Thursday, January 27, 2011

Healing our Financial System

http://www.economist.com/node/18013965/comments#comment-814094

Herewith, my two cents on measures needed to heal our financial system.

tiger ticker wrote: Jan 27th 2011 11:27 GMT


It would be fun to set up a villain hierarchy somewhere and have people vote on it.
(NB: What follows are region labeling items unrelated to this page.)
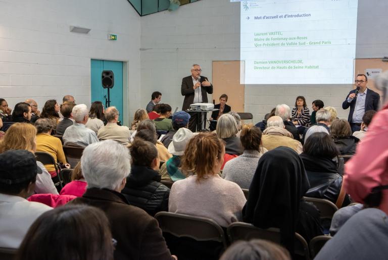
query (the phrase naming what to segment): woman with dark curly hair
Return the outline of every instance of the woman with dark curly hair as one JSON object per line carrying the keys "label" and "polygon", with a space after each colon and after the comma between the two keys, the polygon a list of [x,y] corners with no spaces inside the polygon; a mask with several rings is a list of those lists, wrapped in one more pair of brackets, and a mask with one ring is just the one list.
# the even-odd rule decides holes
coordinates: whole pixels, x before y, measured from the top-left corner
{"label": "woman with dark curly hair", "polygon": [[104,121],[105,117],[104,116],[104,106],[101,101],[94,101],[90,106],[90,110],[89,111],[89,118],[86,123],[86,128],[94,131],[95,133],[99,131],[99,129],[104,125]]}
{"label": "woman with dark curly hair", "polygon": [[40,118],[47,118],[52,123],[53,129],[57,129],[57,125],[59,121],[60,107],[55,99],[49,99],[44,103],[44,106],[40,113]]}

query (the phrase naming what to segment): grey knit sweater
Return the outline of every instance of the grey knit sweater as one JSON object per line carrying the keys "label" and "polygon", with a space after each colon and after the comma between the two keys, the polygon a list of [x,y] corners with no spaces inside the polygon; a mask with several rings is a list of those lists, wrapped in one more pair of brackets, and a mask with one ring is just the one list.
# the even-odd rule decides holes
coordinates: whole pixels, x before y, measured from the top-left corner
{"label": "grey knit sweater", "polygon": [[222,178],[235,182],[241,189],[249,189],[256,171],[259,159],[263,153],[268,151],[264,147],[263,150],[263,152],[245,150],[238,157],[226,162],[222,171]]}

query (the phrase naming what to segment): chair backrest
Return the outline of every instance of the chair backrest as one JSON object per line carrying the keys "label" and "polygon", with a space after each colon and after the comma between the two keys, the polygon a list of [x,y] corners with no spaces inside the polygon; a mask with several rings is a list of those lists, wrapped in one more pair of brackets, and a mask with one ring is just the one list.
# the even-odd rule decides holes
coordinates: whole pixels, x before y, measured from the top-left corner
{"label": "chair backrest", "polygon": [[63,184],[66,185],[71,181],[71,175],[73,174],[72,169],[63,169],[59,173],[61,179]]}
{"label": "chair backrest", "polygon": [[160,183],[164,185],[165,186],[167,186],[169,189],[171,188],[171,186],[172,186],[172,184],[174,184],[173,181],[167,181],[166,180],[162,180],[161,181],[160,181]]}
{"label": "chair backrest", "polygon": [[241,120],[247,120],[249,119],[252,119],[253,118],[253,115],[252,113],[247,112],[239,112],[237,113],[240,116]]}
{"label": "chair backrest", "polygon": [[[57,173],[57,176],[58,176],[58,178],[54,177],[54,179],[56,180],[55,181],[54,181],[54,184],[56,186],[59,186],[59,187],[62,189],[62,183],[61,176],[59,175],[59,168],[58,167],[57,163],[55,162],[55,159],[54,159],[54,157],[48,152],[44,151],[36,151],[35,152],[35,155],[36,157],[36,161],[40,162],[45,165],[50,164],[54,166],[55,172]],[[57,181],[58,182],[57,182]]]}
{"label": "chair backrest", "polygon": [[331,237],[329,236],[316,236],[310,241],[310,253],[311,259],[314,259],[321,249],[323,247],[326,242],[329,241]]}
{"label": "chair backrest", "polygon": [[244,196],[245,196],[245,198],[247,199],[248,199],[248,193],[249,192],[249,190],[247,189],[241,189],[243,190],[243,192],[244,193]]}
{"label": "chair backrest", "polygon": [[74,168],[81,160],[84,147],[76,145],[63,145],[63,151],[66,157],[66,161]]}
{"label": "chair backrest", "polygon": [[8,247],[0,247],[0,260],[11,260],[15,258],[18,249],[9,248]]}
{"label": "chair backrest", "polygon": [[226,240],[222,228],[215,221],[206,218],[160,212],[155,217],[164,232],[176,237],[186,237],[197,241],[215,241],[226,248]]}
{"label": "chair backrest", "polygon": [[63,136],[63,135],[60,135],[59,134],[53,134],[53,136],[55,136],[57,138],[59,138],[59,139],[61,140],[61,142],[62,143],[62,145],[63,145],[63,138],[62,138],[62,136]]}
{"label": "chair backrest", "polygon": [[[278,228],[264,229],[248,223],[233,222],[228,227],[227,234],[230,243],[236,240],[250,240],[258,238],[280,244],[280,232]],[[302,256],[306,260],[309,260],[310,252],[307,242],[297,233],[295,233],[295,242],[294,253]]]}
{"label": "chair backrest", "polygon": [[338,210],[338,207],[334,203],[323,198],[311,198],[309,197],[303,197],[305,200],[312,202],[321,212],[321,219],[333,218],[333,215]]}

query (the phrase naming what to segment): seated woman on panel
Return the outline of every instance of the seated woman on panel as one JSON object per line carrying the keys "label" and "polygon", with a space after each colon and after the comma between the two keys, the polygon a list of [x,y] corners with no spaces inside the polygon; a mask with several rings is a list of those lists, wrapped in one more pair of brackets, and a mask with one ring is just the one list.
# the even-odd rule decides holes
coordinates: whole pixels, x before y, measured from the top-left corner
{"label": "seated woman on panel", "polygon": [[295,151],[282,146],[266,152],[251,184],[244,222],[280,229],[280,243],[293,254],[295,232],[307,243],[323,235],[319,211],[303,198],[309,188],[303,162]]}

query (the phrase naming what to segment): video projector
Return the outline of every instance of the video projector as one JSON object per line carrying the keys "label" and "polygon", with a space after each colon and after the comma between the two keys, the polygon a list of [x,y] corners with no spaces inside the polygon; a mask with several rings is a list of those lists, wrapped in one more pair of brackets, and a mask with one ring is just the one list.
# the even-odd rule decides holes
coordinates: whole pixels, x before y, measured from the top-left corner
{"label": "video projector", "polygon": [[203,110],[208,111],[214,108],[214,104],[212,103],[194,103],[190,105],[190,109],[192,110]]}

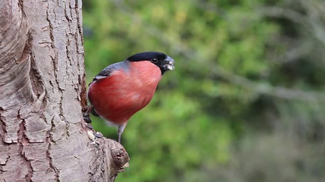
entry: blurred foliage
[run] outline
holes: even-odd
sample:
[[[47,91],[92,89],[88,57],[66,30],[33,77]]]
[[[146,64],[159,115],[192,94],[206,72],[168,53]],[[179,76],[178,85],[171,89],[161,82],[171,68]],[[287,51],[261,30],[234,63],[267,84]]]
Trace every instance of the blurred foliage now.
[[[130,167],[117,181],[325,180],[322,1],[84,0],[83,7],[87,83],[139,52],[176,61],[122,135]]]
My top villains would be:

  
(1) The human social need that impels "don't rock the boat" thinking: many people would have spoken out if they had known that the messenger would not get shot or ostracized;

  
(2) the common phenomenon that CEOs of financial companies do not know what is under their own roof; these naughty boys do not make it their business to find out because it would annoy the rainmakers; to borrow a Michael Lewisism, the BSDs and gunslingers will not submit to systems of control;


(3) capital allocation schemes in the US that stimulate risky behavior:  reckless banks get government-guaranteed deposits with insurance premia that are not at market rates, the too-big-too-fail doctrine which provides that LTCM or Goldman Sachs or Citibank or FNMA can do absolutely any risky thing with impunity;

  
(4) the harsh reality that regulators cannot keep up with the arcana invented by MIT graduates on Wall Street (eg, synthetic credit default swaps, off-balance sheet SPEs that disguise leverage, CDOs tranched out in 12-dimensional arrays, etc.) and

(5) campaign finance that permits legislators to get ridiculous amounts of money from those they regulate (Frank, Dodd, eg.)



My amateur-hour Rx:
  • restore the wall (Glass Steagall) between commercial banks and investment banks;
  • require FDIC-insured banks to pay deposit insurance premia that truly reflect their risk rating;
  • require investment banks and auditing firms to be full recourse partnerships;
  • deconsolidate (AT&T style) the banking industry;
  • establish a legal limit on annual consumer debt service (debt amortized fully over 30 years) as a percent of income; and lastly,
  • change all campaign financing to public taxpayer funding so that legislators will no longer be for sale.